M. Ghosn s'était auparavant engagé à résider au Japon, avançant la possibilité de porter un bracelet électronique, même si un tel système n'existe pas dans l'archipel.
Carlos Ghosn, dont l'arrestation a secoué le monde des affaires, a été inculpé pour minoration d'une partie de ses revenus pour un montant de 9,23 milliards de yens (74 millions d'euros) de 2010 à 2018, dans les rapports de Nissan remis aux autorités boursières. Il a également été mis en examen pour abus de confiance.
Il risque jusqu'à 15 ans de prison.
Lui se dit innocent et crie au "complot", assurant qu'on a voulu l'éliminer du jeu pour faire échouer son projet d'intégration poussée des trois compagnies de l'alliance: Renault, Nissan et Mitsubishi Motors.
Nissan a rejeté cette thèse à plusieurs reprises. "Ce n'est absolument pas le cas.
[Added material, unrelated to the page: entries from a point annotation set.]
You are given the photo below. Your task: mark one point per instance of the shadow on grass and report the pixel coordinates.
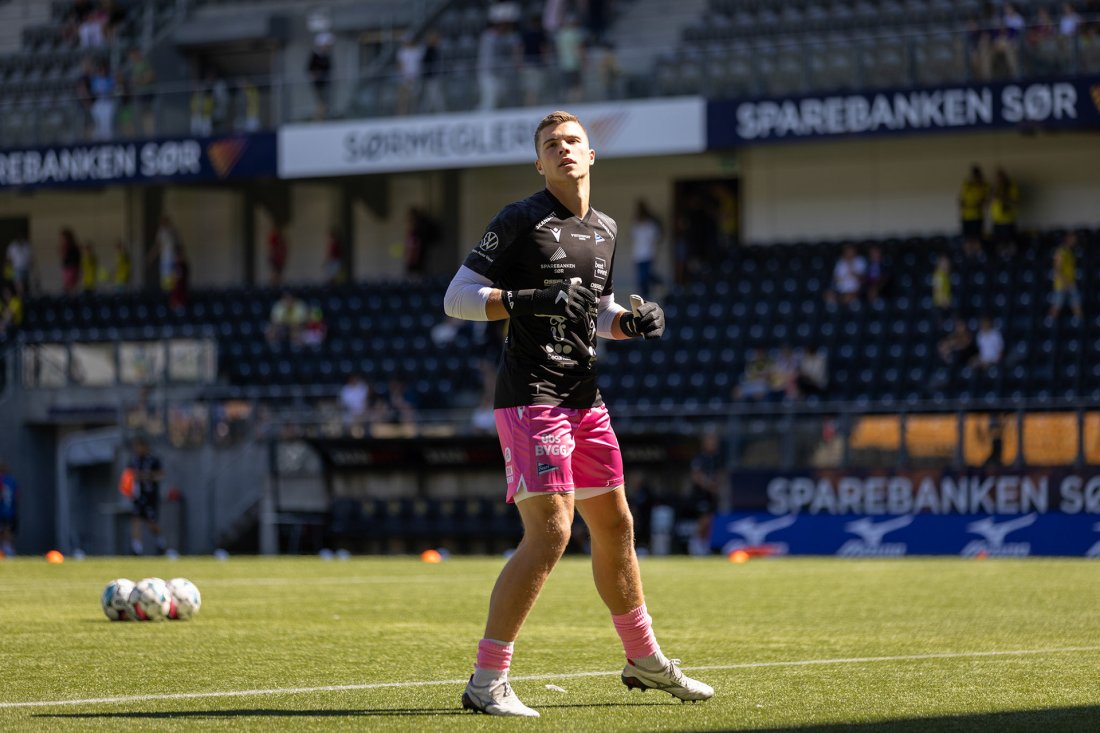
(1062, 720)
(274, 712)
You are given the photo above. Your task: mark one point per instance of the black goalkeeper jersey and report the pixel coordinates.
(535, 243)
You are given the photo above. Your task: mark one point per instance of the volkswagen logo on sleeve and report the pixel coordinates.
(490, 242)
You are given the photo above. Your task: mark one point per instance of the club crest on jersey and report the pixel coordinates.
(490, 242)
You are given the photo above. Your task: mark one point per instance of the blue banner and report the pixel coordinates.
(967, 535)
(1060, 104)
(182, 160)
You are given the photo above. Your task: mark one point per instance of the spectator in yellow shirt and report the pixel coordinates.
(123, 266)
(972, 198)
(1003, 210)
(89, 267)
(1065, 279)
(942, 287)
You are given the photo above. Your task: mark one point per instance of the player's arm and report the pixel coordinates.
(471, 296)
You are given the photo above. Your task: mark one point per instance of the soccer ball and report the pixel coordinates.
(187, 599)
(151, 600)
(116, 599)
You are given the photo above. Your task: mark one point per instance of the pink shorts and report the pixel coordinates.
(550, 449)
Il a commis de sérieuses fautes qui ne pouvaient être tolérées", soulignait encore cette semaine une source proche de la compagnie. "Pendant 15 ans, il régnait sur deux entreprises (Nissan et Renault à partir de 2005), et cette gouvernance a façonné un dictateur".
"En interne"
Dans un entretien publié mercredi par le quotidien économique Nikkei, le patron exécutif de Nissan, Hiroto Saikawa, a également dénoncé la "dépendance totale" de l'entreprise vis-à-vis de son ancien sauveur.
"Le souvenir de 1999 (quand M. Ghosn est arrivé pour redresser le constructeur alors au bord de la faillite) était trop fort, au point qu'on avait le sentiment que Nissan ne pouvait prospérer et se stabiliser qu'avec Ghosn à sa tête", a-t-il confié.
Selon M. Saikawa, si la vérité a pu éclater c'est en partie parce que Carlos Ghosn était de moins en moins présent. Depuis avril 2017, il n'était plus que président du conseil d'administration et ses visites se sont espacées. "Son pouvoir a commencé à s'étioler", a-t-il souligné.
C'est à ce moment-là qu'un lanceur d'alerte s'est manifesté, aboutissant à la mise en place d'une enquête interne courant 2018 et à l'interpellation surprise du patron d'industrie en novembre.
Depuis, Carlos Ghosn a été déchu de tous ses titres.
Cette saga a mis à rude épreuve l'alliance franco-japonaise, unie depuis 1999 par des participations croisés. Nissan, qui veut à tout prix éviter de se trouver à nouveau dans une situation de concentration des pouvoirs, souhaite affirmer son autonomie et rééquilibrer les forces au sein de l'alliance.
"Le président du conseil d'administration sera décidé en interne", une position que le nouveau président de Renault, Jean-Dominique Senard, chargé de rétablir la confiance, "comprend parfaitement", a insisté M. Saikawa, alors que l'Etat français, actionnaire de la marque au losange, apparaît au contraire favorable à la nomination d'un même et seul président pour les deux alliés.